Multiple Bug Detection And Effort Estimation Framework For Open-Source Projects
Date
2021-09
Authors
Journal Title
Journal ISSN
Volume Title
Publisher
University Of Ghana
Abstract
Bug reports are essential in the development and maintenance of software. Bug tracking
systems allow testers to submit bug reports which allow for report analysis and assignment of
reports to fixers to address them. A given bug x is described as multiple bug when it is reported
by more than two bug reporters. It is described as a duplicate bug when it was reported by two
reporters. In a given pool of bug reports from a tracking system, estimating the effort required
to identify multiple bug is a challenge, and hence the need to conduct this study. Thus, a
plausible solution based on an effort estimation framework to detect multiple bugs will reduce
the effort software testers spend in analyzing bug reports and also improve software reliability
and productivity. Although several studies are attempting to solve the problem, there is the
need to introduce an effort estimation framework to detect multiple bugs in software projects,
specifically open-source projects. However, the following constraints exist when detecting
multiple bugs in open-source projects: - (1) a large number of existing bug reports, and (2)
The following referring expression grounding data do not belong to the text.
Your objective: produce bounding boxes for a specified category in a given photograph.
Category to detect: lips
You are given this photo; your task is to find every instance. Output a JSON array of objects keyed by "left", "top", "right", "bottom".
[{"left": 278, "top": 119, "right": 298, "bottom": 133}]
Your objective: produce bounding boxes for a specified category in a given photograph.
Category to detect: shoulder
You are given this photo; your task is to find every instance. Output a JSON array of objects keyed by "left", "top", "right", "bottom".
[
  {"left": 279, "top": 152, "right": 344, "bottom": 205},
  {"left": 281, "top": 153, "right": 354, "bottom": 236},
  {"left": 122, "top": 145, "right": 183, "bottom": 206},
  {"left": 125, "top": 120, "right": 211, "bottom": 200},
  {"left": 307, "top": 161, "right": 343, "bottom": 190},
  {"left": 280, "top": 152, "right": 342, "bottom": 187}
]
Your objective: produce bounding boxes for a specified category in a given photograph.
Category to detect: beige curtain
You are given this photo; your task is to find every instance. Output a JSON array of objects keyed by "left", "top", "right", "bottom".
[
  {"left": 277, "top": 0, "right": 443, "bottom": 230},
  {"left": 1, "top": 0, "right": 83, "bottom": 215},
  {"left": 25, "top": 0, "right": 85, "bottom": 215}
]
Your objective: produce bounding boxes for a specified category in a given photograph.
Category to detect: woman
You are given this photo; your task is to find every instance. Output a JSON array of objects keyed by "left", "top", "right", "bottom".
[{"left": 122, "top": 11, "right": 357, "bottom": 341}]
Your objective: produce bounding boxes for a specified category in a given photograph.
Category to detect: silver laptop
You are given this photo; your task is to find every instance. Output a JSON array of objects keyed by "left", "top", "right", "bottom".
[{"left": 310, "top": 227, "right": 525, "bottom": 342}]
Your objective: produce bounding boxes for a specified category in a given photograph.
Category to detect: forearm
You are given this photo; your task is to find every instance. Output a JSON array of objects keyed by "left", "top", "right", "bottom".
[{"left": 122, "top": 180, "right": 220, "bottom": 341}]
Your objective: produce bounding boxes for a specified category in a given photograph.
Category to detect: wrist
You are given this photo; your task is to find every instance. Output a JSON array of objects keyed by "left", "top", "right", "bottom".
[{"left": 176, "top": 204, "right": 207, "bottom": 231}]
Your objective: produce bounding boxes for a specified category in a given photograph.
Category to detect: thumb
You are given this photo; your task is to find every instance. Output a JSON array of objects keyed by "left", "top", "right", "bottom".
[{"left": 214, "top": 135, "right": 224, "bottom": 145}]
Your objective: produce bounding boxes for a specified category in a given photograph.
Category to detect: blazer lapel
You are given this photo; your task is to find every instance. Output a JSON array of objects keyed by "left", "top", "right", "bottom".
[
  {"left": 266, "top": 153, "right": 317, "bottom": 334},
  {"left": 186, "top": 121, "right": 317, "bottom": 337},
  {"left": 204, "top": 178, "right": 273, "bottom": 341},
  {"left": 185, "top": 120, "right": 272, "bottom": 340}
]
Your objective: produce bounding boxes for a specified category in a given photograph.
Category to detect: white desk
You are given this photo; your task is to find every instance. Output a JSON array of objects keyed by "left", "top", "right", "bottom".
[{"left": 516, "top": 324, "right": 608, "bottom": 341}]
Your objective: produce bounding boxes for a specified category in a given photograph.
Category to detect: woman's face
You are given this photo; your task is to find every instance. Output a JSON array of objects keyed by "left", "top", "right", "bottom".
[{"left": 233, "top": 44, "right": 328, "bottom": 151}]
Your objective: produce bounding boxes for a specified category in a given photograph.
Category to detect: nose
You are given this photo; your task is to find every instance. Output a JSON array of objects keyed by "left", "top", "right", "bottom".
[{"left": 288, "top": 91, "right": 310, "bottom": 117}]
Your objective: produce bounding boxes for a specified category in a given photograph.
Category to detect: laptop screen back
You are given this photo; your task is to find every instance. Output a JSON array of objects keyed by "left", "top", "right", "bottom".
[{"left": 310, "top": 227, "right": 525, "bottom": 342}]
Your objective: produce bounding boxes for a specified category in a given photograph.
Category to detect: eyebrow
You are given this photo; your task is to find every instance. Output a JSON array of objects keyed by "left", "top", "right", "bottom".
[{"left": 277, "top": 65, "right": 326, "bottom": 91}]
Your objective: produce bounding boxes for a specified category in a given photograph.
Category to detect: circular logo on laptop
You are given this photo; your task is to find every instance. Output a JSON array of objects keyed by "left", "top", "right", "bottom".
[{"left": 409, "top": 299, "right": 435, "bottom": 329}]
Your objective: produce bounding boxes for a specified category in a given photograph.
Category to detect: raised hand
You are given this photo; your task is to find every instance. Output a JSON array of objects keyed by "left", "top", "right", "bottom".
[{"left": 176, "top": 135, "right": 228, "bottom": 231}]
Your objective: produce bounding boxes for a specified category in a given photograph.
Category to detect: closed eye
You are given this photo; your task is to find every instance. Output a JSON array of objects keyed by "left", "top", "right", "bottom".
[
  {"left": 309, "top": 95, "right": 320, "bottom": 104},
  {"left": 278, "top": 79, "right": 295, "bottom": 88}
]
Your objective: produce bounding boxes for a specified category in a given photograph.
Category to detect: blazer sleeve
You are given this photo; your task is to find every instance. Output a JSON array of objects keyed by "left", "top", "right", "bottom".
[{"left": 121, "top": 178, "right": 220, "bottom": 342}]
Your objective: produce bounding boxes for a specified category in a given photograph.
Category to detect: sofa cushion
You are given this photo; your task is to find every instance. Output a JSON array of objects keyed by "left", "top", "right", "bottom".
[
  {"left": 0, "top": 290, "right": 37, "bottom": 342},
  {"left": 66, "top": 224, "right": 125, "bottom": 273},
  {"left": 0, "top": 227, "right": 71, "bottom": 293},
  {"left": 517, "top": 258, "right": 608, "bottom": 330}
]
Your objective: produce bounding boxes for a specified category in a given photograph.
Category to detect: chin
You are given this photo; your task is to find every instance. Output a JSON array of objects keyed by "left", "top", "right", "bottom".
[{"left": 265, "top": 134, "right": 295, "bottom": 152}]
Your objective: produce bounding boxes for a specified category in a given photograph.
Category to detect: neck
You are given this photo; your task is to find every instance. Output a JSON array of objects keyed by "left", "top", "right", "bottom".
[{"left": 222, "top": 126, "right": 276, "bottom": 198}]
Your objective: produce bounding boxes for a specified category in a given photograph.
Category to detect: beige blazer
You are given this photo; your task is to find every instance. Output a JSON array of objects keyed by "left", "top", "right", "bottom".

much effort is required when detecting and analyzing multiple bug reports. This study seeks to
develop a framework to detect multiple bugs and estimate the effort required in identifying
such bugs in open-source projects. This study implements the bugdetector tool, which uses bug
information and code features to find similar bugs. It will first extract features from bug
information in a bug tracking system, next it locates bug methods in source code and extracts
bug method code features. It calculates similarities between each overridden and overload
method, and finally, it determines which method may cause potentially related or similar bugs.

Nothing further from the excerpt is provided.